April 2008: Randy Olson and the Puget Sound Partnership release the flash video Shifting Baselines in the Sound.

April 18, 2008: Jennifer Jacquet gives the talk "Market Inefficiencies: Why Do We Waste Good Fish on Pigs?" at a forage fish workshop hosted by the Marine Fish Conservation Network.

April 15, 2008: Josh Donlan gives a invited talk in New York at Wildlife Conservation Society's annual meeting, Gateways to Conservation 2008: The State of the Wild.

April 5, 2008: Randy Olson delivers the Claude Bernard Distinguished Lecture at the American Physiological Society meeting in San Diego, titled, "Don't Be Such a Scientist: Talking substance in an age of style."

March 15, 2008: Josh Donlan is selected as a 2008 Kinship Conservation Fellow. He will join 17 others from around the world to explore business and economic tools for biodiversity conservation gains.

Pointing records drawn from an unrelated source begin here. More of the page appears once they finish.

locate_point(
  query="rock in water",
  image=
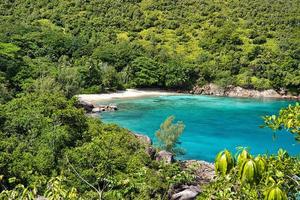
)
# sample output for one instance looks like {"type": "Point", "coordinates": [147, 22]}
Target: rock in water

March 6-13, 2008: Josh Donlan co-directs a working group at the US National Center for Ecological Analysis and Synthesis in Santa Barbara. The group is exploring biodiversity offsets and market-based instruments as solutions for biodiversity-fishery bycatch offsets.

Mar. 25-27, 2008: Randy Olson presents his films and his "Don't Be Such a Scientist" lecture on science communication at the Smithsonian Tropical Research Institute in Panama.

Mar. 2008: Dr. Josh Donlan joins the Shifting Baselines blog.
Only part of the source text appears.